Tokar asked, “What’s with you, Bo?”

  Bomanz raised one eyebrow, met the man’s gaze, did not answer. “Where’s the driver with the big shoulders?”

  “Not with me anymore.” Tokar frowned.

  “Thought not. I’ll be upstairs if something critical comes up.” He stamped through the shop, went up, settled in his chair, willed himself to sleep. His dreams were subtle. It seemed he could hear at last, but could not recall what he heard. …

  Stancil entered the upstairs room. Bomanz asked, “What are we going to do?

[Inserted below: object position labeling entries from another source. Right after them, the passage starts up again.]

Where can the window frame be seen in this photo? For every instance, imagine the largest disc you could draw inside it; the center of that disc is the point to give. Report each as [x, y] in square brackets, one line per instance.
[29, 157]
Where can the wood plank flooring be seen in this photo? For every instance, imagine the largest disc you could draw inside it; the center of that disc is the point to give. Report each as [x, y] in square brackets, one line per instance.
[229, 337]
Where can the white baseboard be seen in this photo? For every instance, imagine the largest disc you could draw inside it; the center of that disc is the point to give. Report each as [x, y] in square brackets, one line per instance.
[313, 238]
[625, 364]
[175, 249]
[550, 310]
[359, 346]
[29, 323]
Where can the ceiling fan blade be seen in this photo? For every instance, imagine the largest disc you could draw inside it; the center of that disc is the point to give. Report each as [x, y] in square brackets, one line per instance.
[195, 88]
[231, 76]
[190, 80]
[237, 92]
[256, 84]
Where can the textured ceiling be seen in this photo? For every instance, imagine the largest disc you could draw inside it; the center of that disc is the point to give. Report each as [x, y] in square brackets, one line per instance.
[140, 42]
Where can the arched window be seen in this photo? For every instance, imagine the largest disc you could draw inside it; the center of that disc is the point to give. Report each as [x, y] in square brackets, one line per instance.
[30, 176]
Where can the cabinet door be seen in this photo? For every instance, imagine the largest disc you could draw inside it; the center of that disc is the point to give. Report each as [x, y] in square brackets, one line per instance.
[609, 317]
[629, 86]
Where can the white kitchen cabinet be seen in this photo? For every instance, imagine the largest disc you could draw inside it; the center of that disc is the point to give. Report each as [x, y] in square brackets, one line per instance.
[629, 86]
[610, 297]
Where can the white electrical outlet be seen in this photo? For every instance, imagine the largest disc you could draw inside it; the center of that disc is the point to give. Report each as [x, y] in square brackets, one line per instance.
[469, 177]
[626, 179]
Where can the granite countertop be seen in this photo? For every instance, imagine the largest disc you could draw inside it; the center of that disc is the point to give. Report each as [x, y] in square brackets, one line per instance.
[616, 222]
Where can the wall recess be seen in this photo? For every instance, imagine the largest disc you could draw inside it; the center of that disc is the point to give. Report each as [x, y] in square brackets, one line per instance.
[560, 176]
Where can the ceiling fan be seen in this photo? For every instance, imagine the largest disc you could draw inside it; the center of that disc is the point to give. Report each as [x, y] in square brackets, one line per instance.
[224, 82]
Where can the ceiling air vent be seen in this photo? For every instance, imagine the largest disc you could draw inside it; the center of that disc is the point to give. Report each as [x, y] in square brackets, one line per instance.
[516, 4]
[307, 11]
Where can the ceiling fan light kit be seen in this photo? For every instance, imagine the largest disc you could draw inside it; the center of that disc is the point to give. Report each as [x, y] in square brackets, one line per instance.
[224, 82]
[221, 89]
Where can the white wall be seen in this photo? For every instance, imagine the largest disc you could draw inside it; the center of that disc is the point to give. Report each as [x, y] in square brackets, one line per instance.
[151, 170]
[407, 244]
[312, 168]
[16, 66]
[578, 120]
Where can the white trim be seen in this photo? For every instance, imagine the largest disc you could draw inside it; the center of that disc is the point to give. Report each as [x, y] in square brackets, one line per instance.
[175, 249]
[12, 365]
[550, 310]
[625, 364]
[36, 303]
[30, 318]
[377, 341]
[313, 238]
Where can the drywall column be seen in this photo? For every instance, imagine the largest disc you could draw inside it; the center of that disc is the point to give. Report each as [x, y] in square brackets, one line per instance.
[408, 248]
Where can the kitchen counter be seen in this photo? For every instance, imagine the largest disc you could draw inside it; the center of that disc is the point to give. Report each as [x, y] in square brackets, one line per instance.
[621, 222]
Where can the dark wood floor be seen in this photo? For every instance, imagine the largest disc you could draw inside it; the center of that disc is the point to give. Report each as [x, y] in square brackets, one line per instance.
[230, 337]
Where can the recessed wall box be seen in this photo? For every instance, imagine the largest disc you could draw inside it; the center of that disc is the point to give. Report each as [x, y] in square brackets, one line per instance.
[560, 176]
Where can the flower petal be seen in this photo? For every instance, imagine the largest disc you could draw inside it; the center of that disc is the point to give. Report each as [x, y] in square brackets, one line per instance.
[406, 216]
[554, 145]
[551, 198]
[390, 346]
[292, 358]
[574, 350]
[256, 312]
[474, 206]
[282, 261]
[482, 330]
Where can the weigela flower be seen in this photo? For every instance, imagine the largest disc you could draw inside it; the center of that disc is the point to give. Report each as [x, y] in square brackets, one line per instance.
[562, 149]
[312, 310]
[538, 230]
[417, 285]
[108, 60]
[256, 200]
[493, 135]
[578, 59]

That crowd is gumming up the works.”

  “How long do you need, Pop?”

  “This could go all night every night for weeks if it works out.” He was pleased. Stancil had recovered his courage.

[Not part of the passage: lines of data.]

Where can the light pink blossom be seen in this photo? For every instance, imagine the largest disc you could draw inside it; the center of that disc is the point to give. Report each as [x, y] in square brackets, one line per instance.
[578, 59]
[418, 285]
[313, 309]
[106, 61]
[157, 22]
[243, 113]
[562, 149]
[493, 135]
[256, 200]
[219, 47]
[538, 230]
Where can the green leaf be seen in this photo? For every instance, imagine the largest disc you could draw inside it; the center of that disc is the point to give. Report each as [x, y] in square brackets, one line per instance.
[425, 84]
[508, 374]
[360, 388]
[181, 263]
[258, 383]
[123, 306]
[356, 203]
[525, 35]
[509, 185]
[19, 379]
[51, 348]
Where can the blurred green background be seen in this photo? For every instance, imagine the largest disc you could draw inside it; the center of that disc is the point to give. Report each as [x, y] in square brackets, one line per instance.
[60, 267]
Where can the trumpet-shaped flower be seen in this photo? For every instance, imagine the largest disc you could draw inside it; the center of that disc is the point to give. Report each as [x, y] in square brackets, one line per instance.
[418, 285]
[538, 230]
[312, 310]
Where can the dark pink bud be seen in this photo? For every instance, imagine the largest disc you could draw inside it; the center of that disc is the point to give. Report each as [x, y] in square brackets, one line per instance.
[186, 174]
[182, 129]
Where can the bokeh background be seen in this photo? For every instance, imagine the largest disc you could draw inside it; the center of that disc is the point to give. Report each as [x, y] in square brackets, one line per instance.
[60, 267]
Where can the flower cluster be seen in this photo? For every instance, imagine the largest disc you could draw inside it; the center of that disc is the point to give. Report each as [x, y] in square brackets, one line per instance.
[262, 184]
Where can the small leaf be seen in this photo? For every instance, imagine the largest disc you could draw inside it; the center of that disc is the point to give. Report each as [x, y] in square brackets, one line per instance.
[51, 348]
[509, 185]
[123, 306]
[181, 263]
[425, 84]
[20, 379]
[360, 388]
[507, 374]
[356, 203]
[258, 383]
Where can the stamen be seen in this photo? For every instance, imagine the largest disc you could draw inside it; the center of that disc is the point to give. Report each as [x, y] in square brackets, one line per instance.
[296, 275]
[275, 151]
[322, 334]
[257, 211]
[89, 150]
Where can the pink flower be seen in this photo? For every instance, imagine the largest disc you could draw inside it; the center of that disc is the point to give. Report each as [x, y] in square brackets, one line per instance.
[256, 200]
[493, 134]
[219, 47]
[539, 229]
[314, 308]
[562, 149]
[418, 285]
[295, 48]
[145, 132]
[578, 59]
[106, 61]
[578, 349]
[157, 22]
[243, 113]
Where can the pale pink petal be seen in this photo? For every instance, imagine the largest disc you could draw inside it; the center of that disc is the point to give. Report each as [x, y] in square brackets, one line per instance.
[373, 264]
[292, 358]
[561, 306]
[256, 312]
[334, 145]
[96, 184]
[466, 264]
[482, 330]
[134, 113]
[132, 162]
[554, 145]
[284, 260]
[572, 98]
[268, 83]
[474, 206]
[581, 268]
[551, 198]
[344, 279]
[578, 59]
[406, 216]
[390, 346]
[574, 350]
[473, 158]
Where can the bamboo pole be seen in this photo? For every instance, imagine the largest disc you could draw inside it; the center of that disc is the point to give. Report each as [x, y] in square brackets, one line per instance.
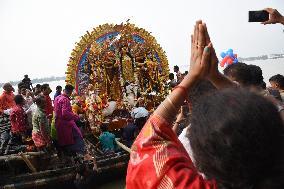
[122, 146]
[28, 162]
[17, 156]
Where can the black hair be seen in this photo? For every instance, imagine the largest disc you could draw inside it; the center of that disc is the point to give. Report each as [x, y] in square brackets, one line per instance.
[171, 76]
[176, 67]
[19, 99]
[104, 127]
[21, 85]
[256, 75]
[44, 87]
[203, 87]
[279, 79]
[239, 72]
[69, 88]
[58, 87]
[236, 138]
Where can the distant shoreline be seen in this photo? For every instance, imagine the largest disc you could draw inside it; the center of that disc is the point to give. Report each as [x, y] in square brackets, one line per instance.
[38, 80]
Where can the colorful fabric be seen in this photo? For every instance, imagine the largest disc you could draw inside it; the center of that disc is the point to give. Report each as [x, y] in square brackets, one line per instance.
[6, 101]
[159, 160]
[39, 140]
[53, 132]
[18, 117]
[107, 141]
[57, 93]
[65, 121]
[48, 107]
[40, 122]
[282, 94]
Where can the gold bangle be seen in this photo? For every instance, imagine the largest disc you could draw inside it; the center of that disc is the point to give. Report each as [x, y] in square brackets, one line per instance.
[172, 104]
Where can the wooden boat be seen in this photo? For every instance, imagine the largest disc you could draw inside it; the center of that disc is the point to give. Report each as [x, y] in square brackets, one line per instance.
[44, 170]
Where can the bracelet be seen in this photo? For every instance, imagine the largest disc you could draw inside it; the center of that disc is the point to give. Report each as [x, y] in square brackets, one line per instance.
[184, 91]
[171, 102]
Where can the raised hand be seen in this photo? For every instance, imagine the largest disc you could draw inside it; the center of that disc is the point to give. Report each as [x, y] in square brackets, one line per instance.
[274, 17]
[200, 51]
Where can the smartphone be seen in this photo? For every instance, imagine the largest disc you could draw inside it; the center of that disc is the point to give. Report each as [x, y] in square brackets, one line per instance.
[258, 16]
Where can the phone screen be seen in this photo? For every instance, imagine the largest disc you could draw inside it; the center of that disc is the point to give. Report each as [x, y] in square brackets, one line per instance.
[258, 16]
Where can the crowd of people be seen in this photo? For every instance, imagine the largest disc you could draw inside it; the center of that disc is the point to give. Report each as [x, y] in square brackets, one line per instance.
[232, 137]
[31, 115]
[213, 130]
[57, 123]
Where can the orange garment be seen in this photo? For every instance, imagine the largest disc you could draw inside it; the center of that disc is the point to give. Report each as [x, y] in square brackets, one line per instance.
[6, 101]
[159, 160]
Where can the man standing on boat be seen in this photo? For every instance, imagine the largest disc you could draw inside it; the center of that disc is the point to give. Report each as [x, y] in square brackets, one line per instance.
[69, 135]
[7, 97]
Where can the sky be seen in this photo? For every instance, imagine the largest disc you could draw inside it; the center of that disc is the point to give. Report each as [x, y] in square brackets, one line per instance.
[37, 36]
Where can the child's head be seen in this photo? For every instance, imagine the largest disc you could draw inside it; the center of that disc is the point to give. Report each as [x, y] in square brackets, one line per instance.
[19, 100]
[277, 82]
[237, 139]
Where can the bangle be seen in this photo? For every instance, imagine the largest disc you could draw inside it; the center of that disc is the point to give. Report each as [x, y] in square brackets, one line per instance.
[172, 104]
[184, 91]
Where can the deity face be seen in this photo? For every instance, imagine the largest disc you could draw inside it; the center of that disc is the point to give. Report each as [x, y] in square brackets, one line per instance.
[90, 87]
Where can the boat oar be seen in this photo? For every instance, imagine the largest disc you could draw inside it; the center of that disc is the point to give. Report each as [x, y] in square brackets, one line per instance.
[28, 162]
[122, 146]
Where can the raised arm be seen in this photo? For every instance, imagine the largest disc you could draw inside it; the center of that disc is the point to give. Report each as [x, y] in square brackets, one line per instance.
[200, 56]
[274, 17]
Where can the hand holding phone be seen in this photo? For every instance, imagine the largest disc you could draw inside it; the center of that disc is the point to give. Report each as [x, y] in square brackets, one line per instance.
[258, 16]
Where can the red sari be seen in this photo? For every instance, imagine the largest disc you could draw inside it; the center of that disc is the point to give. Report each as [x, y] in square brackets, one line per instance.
[159, 160]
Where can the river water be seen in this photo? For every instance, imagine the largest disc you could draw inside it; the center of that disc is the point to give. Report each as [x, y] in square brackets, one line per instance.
[269, 67]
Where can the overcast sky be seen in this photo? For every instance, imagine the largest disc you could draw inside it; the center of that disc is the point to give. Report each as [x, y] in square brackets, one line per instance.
[37, 36]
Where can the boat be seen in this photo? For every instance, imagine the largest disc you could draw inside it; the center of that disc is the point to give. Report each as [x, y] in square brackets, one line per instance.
[26, 170]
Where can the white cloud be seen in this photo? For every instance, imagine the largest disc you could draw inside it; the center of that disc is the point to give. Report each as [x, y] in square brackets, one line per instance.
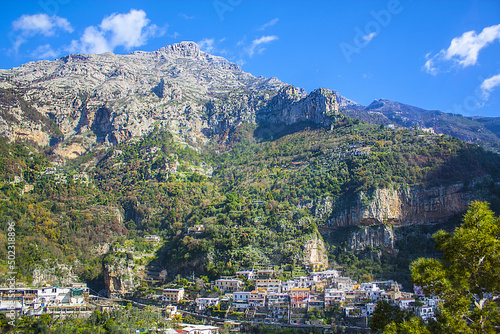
[28, 26]
[269, 24]
[489, 84]
[187, 17]
[369, 37]
[126, 30]
[463, 50]
[256, 46]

  “Can’t hardly run them off.”

  “And can’t go anywhere else, either.” The Guards were in a hard, bitter mood.

  “How noisy will you be, Pop? Could we do it here, on the quiet?”

  “Guess we’ll have to try. Going to be crowded. Get the stuff from the shop. I’ll make room.”

  Bomanz’s shoulders slumped when Stancil left. He was getting nervous. Not about the thing he would challenge, but about his own foresight. He kept thinking he had forgotten something. But he had reviewed four decades of notes without detecting a flaw in his chosen approach. Any reasonably educated apprentice should be able to follow his formulation. He spat into a corner. “Antiquarian’s cowardice,” he muttered. “Old-fashioned fear of the unknown.”

  Stancil returned. “Mom’s got them into a game of Throws.”

  “I wondered what Snoopy was yelling about. Got everything?”

  “Yes.”

  “Okay. Go down and kibbitz. I’ll be there after I set up. We’ll do it after they’re in bed.”

  “Okay.”

  “Stance? Are you ready?”

  “I’m okay, Pop. I just had the jitters last night. It’s not every day I see a man killed by ghosts.”

  “Better get a feel for that kind of thing. It happens.”

  Stancil looked blank.

  “You’re sneaking studies on Black Campus, aren’t you?” Black Campus was that hidden side of the university on which wizards learned their trade. Officially, it did not exist. Legally, it was prohibited. But it was there. Bomanz was a laureate graduate.

  Stancil gave one sharp nod and left.

  “I thought so,” Bomanz whispered, and wondered: How black are you, son?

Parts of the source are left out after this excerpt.